Toutefois, la répartition par séries n’est pas du tout rassurante. La domination des séries littéraires ne cesse de croître. Cette année, plus de 80 % des candidats sont dans ces séries. La série L2 compte 100.000 inscrits, soit 55,3 %, les autres séries littéraires (L1, L’…) 45.000 inscrits, soit 24,9 %. Ce qui donne un total de 145.000 contre 137.046 en 2025. Quant aux séries scientifiques, elles ne dénombrent que 28.000 inscrits, soit 15,5 %, alors que les séries techniques ne renferment que 7.786 inscrits, soit 4,3 %. Le plus angoissant, c’est le nombre d’inscrits dans la série S1. En effet, sur les 28.000 des séries scientifiques, seuls 600 sont dans la série S1, soit 0,33 %. Ces statistiques confirment une tendance lourde du système éducatif sénégalais qui reste dominé par les séries littéraires au moment où le pays veut amorcer le virage nécessaire pour ne pas rater le train du développement. Seulement, dans les faits, la réalité est tout autre. Car, la présence du nombre d’élèves dans les filières scientifiques ne cesse de s’effriter depuis les années 2000. De 29 à 30 % à l’époque, le nombre a chuté à 16% en 2025 et 15,5 % cette année.

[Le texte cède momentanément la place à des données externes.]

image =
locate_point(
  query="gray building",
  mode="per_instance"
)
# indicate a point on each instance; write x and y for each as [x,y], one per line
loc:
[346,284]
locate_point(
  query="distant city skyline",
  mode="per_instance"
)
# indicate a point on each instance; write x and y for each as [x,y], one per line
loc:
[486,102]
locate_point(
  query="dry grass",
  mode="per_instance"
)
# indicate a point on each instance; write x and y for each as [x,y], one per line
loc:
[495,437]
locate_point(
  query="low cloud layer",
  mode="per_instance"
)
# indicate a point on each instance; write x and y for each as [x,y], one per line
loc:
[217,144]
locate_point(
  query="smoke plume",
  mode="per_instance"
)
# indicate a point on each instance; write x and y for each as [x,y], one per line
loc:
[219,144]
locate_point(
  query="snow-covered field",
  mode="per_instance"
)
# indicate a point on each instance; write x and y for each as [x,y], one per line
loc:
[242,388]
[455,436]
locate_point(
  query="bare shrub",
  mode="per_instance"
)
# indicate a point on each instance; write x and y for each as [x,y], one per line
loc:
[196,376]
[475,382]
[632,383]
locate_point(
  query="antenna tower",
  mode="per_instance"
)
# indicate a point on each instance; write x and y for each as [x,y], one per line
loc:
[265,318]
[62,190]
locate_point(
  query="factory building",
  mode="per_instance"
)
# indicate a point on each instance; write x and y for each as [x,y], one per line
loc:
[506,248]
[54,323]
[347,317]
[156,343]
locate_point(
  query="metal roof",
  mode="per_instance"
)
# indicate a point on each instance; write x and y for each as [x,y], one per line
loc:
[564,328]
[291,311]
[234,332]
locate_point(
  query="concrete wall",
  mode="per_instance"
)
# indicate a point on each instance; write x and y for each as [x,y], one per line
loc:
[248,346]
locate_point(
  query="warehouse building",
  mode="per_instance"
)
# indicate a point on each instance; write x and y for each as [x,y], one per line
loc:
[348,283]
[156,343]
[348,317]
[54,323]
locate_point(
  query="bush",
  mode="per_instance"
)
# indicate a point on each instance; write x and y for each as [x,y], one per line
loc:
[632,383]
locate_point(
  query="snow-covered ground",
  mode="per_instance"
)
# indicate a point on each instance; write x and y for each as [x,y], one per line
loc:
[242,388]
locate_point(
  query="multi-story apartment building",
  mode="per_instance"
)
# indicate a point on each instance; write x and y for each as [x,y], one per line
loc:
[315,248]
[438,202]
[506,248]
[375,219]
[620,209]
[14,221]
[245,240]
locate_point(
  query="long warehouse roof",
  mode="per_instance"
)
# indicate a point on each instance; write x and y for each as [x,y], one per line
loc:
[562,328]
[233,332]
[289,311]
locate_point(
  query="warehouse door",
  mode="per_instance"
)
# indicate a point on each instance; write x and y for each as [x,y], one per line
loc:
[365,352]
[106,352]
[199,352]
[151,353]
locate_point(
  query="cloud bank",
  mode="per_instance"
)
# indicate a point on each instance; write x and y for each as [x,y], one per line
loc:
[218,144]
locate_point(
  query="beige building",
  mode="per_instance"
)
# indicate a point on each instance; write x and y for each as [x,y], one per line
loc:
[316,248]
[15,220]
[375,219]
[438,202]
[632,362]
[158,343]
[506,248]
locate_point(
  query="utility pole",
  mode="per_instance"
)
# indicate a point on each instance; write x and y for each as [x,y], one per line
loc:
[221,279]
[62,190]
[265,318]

Or, « Il n’y a pas d’autre possibilité de développer un pays que par l’utilisation des connaissances et particulièrement de la science et de la technologie », dixit le Pr Mary Teuw Niane.
C’est indéniable, la science, l’innovation et la technologie sont essentielles à la transformation économique d’un pays. Le Sénégal ne peut se développer sans disposer d’une masse critique dans les sciences et la technologie. Et la meilleure option est celle centrée sur les Stem. Car, « un pays qui ne fait pas de la promotion des sciences une priorité ne peut prétendre à la réalité de l’indépendance », soutient, dans une contribution, le Pr Abdou Sène de l’Ugb, ancien directeur de l’enseignement privé supérieur. Pourtant, le Sénégal, très tôt, avait conscience qu’il lui fallait plus de scientifiques. « Le Président Senghor, bien qu’étant homme de lettres, l’avait si bien compris que cela transparaît dans la loi d’orientation pour l’éducation au Sénégal de 1971. D’ailleurs, dans une interview accordée à Roland Collin en 1974, Senghor affichait l’objectif de voir, dans les 5 ans, les effectifs des classes de Terminale littéraire réduits à seulement 20 % », note Abdou Sène. Une option réaffirmée lors des Concertations nationales sur l’enseignement supérieur, l’éducation et la formation, mais que le pays a du mal à appliquer. La prise de conscience est donc réelle. Mais, elle ne suffit pas. Il faut des actes. Nécessairement, la tendance doit être inversée.